The film begins with Vaembu having sex with her ex, but the camera hovers over the room. Instead of cheap gratification, the camera chooses to give us more information about Vaembu—Samantha shines as this morally ambiguous woman who isn’t afraid to face the consequences. Nirav Shah and P. S. Vinod’s cinematography makes it all the more effecting. The way the poison bottle covers the face of the boy who is about to get chosen to do the deed is clever as well. Sound design by Tapas Nayak keeps the film grounded at the weirdest of moments. The boys meet an otherworldly girl and we still hear a street vendor shouting his way through the road. The world isn’t going to stop, not even for an alien. The BGM by Yuvan Shankar Raja does the same job as well. Adding more context to an already tense moment, but it somehow never feels heavy-handed. None of it does. Not even the uncharacteristically bland and long scenes with Arputham and his bruised belief system—Mysskin’s anguish fits this character like a glove. They are infuriatingly long, but they are supposed to be.

Super Deluxe. The name on an ice cream cart. Super Deluxe. The name of a C-grade film where a scientist talks about life only to say ‘It all comes down to sex’. Even though the film itself isn’t as simplistic, it does choose a simple ending. Acceptance is easy when you are a kid, but won’t you grow up? Is Leela’s confidence in her past remedy enough for her son’s trauma? Mugil seems happy now, but will he be tomorrow? But then again this maybe the characters saying, ‘Fuck the tiger, Fuck the fall, Fuck the snake, Fuck them all, let’s lick the honey while we can’. Aagha, indeed.

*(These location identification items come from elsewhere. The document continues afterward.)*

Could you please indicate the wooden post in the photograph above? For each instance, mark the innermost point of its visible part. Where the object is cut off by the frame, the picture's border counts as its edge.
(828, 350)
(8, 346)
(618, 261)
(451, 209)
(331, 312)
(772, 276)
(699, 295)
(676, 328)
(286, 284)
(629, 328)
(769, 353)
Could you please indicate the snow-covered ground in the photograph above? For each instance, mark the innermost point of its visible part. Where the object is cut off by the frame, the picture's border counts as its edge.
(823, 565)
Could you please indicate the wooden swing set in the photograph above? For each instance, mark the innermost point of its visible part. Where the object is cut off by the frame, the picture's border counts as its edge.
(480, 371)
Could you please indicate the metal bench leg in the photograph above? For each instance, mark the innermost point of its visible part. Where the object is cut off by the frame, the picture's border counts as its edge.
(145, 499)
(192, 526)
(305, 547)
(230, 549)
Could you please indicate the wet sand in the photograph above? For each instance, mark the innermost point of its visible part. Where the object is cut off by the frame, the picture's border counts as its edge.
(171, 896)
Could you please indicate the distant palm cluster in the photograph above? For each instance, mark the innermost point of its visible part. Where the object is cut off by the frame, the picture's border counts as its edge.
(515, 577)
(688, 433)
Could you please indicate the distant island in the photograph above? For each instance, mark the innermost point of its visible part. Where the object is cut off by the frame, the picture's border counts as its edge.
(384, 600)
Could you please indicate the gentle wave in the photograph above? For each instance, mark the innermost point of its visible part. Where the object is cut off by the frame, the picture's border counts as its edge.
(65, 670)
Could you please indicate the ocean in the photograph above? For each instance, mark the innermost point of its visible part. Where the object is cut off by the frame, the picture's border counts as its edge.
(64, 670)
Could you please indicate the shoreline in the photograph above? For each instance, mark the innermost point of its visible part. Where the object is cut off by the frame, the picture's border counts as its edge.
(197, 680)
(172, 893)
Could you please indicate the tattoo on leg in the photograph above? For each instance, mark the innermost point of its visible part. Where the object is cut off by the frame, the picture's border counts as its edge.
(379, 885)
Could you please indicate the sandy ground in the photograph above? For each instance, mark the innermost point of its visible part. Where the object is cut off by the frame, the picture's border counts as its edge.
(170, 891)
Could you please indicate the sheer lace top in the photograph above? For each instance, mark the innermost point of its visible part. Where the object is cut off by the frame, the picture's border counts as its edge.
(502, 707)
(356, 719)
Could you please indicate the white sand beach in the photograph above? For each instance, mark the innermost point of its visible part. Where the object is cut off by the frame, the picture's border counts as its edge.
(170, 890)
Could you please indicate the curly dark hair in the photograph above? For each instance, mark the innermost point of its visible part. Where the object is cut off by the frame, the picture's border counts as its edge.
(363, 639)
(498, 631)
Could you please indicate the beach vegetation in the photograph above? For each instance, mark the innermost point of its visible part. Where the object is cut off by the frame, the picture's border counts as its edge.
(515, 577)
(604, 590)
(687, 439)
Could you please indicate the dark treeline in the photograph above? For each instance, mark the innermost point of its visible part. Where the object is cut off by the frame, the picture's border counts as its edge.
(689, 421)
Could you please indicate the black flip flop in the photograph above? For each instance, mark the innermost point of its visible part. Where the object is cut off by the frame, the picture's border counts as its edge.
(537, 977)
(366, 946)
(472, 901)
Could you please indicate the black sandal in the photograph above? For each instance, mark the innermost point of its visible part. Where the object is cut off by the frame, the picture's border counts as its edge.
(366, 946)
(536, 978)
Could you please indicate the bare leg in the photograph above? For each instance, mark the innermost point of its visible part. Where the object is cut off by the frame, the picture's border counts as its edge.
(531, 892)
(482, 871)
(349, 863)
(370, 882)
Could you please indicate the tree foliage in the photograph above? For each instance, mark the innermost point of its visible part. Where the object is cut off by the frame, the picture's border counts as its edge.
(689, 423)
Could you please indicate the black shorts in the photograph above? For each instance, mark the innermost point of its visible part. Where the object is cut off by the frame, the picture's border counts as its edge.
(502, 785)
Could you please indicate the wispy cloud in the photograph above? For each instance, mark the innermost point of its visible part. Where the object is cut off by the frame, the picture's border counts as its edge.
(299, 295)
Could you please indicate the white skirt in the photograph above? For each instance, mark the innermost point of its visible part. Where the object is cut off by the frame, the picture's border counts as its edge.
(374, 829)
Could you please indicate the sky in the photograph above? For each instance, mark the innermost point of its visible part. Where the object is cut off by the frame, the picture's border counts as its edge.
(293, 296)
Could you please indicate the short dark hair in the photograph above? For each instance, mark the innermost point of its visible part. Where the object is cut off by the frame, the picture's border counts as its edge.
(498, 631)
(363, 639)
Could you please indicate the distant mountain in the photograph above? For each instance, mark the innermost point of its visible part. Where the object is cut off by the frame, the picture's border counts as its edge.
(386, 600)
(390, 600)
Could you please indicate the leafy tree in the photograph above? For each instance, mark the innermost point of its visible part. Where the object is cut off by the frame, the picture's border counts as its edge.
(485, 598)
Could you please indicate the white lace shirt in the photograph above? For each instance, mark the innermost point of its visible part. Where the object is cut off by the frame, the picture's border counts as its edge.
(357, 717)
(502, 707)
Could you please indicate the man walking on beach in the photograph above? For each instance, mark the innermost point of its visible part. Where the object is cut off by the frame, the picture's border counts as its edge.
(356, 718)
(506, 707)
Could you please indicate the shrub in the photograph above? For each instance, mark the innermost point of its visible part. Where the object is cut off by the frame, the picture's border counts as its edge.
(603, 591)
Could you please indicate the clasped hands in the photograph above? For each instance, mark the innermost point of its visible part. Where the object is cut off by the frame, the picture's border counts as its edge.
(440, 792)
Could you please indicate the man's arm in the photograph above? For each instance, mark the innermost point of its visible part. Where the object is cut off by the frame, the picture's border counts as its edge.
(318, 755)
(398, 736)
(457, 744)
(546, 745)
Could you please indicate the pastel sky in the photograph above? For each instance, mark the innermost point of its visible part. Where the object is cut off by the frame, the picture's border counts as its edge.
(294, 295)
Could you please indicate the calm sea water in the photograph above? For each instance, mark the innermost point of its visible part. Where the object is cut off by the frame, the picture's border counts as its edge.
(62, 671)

Take the sequence where Shilpa curses Berlin. A powerful and simmering shot where four men struggle to pull her back. It is a long shot as well, but the struggle is important. Shilpa having to hide her true strength while transitioning is a subtle yet powerful commentary on what it means to be a woman in this world. The film may not say anything revolutionary, but the way it chooses to say that things that it does is nothing short of a cinematic adhbutham (miracle in Telugu).